XI.2 Various meanings given to the word freedom

, par Stewart

There is no word that has received more different meanings, and which has struck minds in so many ways, as that of freedom. Some have taken it to be the ease of deposing the man to whom tyrannical power has been given ; others the faculty of electing the man whom they must obey ; others the right to bear arms, and be able to exercise violence ; still others, the privilege of being governed only by a man of their nation or by their own laws. [1] A certain people long identified freedom with the custom of wearing a long beard. [2] Some have attached that name to a form of government, and excluded the others. Those who had appreciated republican government placed it in that government ; those who had enjoyed monarchical government placed it in monarchy. [3] In short, everyone called freedom the government that conformed to his customs or inclinations ; and since in a republic one does not always have in plain view, and in such a present manner, the instruments of the ills one protests, and since even the laws there seem to speak more, and the executors of the law to speak less, it is ordinarily identified with republics, and excluded from monarchies.
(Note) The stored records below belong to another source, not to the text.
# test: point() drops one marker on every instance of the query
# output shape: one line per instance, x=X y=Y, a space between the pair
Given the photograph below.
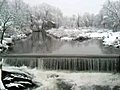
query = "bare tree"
x=112 y=11
x=5 y=18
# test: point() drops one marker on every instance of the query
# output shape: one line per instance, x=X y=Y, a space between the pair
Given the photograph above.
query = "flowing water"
x=34 y=44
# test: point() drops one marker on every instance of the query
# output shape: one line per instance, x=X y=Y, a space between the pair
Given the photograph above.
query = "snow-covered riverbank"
x=108 y=37
x=48 y=80
x=9 y=41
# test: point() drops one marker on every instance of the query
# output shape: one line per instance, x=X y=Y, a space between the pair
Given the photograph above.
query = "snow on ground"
x=108 y=37
x=1 y=84
x=6 y=41
x=47 y=80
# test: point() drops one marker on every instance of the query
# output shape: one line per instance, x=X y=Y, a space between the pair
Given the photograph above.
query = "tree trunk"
x=1 y=84
x=2 y=37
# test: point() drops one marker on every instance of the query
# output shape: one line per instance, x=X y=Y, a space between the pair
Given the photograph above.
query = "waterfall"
x=80 y=64
x=99 y=64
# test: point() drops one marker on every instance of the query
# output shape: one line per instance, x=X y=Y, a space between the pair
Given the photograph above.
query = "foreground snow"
x=108 y=37
x=48 y=80
x=1 y=84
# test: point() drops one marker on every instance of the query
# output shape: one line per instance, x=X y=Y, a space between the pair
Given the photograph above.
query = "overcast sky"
x=70 y=7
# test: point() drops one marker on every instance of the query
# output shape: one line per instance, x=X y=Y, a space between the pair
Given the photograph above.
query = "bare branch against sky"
x=70 y=7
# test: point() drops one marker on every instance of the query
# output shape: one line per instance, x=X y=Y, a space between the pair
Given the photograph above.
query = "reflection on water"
x=35 y=44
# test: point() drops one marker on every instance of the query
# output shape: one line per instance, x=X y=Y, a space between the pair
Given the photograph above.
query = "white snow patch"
x=109 y=37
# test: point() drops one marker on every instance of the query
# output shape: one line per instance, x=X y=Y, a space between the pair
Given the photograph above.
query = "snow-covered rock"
x=108 y=37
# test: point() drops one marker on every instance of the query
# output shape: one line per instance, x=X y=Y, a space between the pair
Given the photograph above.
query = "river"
x=35 y=45
x=67 y=80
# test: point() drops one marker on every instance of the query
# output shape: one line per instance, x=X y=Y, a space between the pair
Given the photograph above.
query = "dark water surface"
x=36 y=45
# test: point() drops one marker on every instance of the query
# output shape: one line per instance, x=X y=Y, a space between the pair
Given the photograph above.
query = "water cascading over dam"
x=109 y=63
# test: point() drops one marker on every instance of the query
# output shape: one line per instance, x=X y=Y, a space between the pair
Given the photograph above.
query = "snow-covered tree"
x=111 y=9
x=5 y=18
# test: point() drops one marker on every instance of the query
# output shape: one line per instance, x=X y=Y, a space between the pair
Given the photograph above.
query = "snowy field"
x=48 y=80
x=108 y=37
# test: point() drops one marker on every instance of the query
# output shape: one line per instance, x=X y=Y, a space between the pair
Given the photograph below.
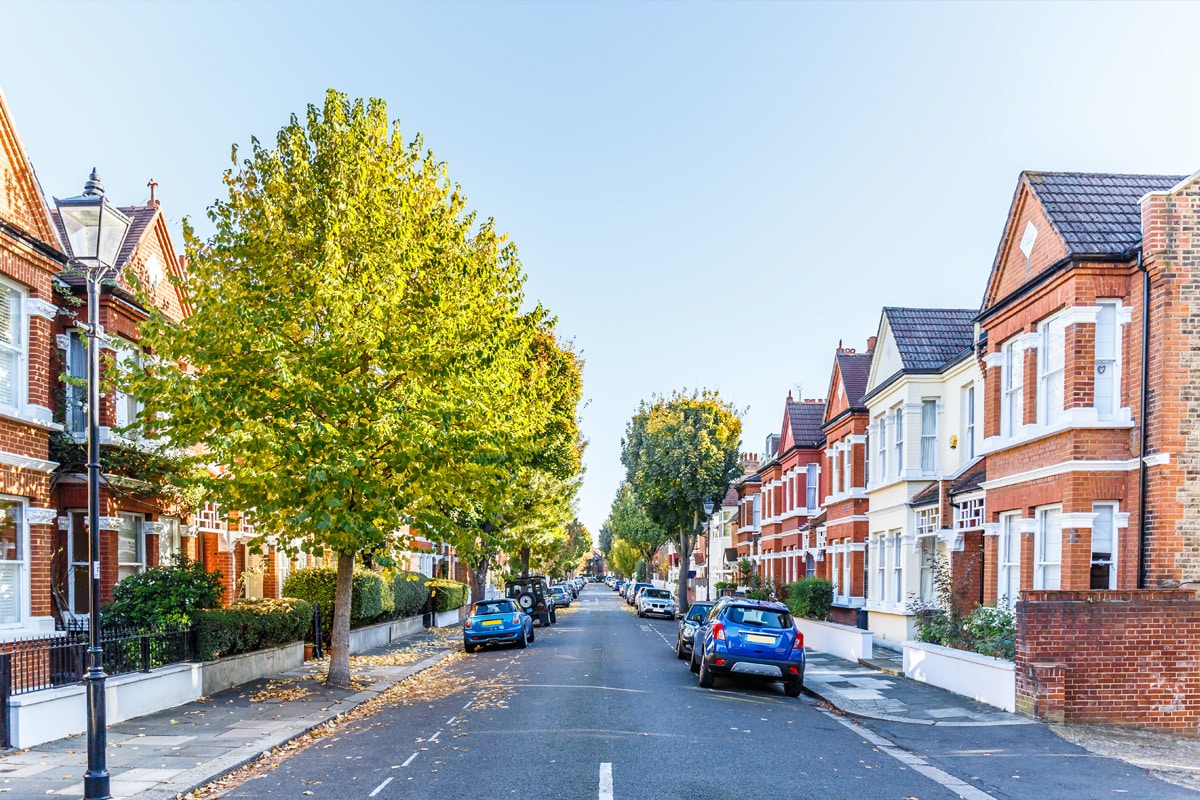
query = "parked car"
x=533 y=595
x=689 y=624
x=631 y=591
x=496 y=621
x=751 y=639
x=561 y=595
x=659 y=602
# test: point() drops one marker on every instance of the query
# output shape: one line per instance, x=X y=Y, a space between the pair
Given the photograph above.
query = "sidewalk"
x=163 y=755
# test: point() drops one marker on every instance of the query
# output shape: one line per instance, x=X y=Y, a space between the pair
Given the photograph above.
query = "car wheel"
x=706 y=675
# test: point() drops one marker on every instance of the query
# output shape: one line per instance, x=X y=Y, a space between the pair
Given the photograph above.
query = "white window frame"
x=929 y=437
x=1008 y=559
x=135 y=523
x=1048 y=548
x=1013 y=388
x=1051 y=371
x=15 y=561
x=17 y=348
x=1108 y=364
x=1110 y=509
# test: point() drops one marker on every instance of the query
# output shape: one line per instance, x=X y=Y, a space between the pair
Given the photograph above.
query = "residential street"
x=599 y=707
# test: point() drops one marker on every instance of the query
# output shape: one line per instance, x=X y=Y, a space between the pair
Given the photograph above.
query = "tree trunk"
x=684 y=566
x=478 y=573
x=340 y=660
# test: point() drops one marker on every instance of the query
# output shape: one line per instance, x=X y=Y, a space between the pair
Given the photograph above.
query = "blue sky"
x=705 y=193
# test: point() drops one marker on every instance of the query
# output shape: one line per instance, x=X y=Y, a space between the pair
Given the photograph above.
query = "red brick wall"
x=1128 y=657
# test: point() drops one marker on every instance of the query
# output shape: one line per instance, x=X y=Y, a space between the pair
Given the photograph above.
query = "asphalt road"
x=599 y=708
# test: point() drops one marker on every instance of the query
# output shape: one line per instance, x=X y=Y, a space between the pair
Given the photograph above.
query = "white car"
x=657 y=601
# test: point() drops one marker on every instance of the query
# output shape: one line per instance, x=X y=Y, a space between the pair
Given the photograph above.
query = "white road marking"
x=606 y=781
x=915 y=762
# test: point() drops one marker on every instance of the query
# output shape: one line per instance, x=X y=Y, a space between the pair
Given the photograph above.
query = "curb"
x=207 y=773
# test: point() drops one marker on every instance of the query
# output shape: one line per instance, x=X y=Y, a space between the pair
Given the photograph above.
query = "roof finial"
x=93 y=187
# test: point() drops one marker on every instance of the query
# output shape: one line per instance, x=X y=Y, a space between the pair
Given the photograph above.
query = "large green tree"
x=355 y=343
x=679 y=451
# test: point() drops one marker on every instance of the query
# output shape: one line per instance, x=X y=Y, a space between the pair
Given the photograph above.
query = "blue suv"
x=753 y=639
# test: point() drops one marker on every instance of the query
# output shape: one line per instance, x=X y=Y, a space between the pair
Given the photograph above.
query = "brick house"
x=844 y=528
x=919 y=395
x=30 y=257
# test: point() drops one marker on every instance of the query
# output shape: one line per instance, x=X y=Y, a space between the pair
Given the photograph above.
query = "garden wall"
x=1115 y=657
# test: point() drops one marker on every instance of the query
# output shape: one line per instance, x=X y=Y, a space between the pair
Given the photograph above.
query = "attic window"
x=1027 y=239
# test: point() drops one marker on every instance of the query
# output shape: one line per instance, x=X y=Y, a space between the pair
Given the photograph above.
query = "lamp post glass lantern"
x=95 y=232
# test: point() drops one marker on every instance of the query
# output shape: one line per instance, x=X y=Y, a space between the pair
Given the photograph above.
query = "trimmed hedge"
x=409 y=594
x=318 y=584
x=810 y=597
x=250 y=625
x=448 y=595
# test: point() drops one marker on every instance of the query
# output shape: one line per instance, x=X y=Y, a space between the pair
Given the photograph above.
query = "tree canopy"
x=357 y=346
In short, since in democracies the people appear to do more or less what they want, freedom has been identified with those sorts of governments, and power of the people has been conflated with the people’s freedom.

Notes

[1Cicero said, “I have copied Scævola’s edict allowing the Greeks to settle their differences amongst themselves in accordance with their laws, with the result that they consider themselves as free peoples.”

[2The Muscovites could not stand it when the czar Peter made them cut it off.

[3The Capadocians refused the republican state which the Romans offered them.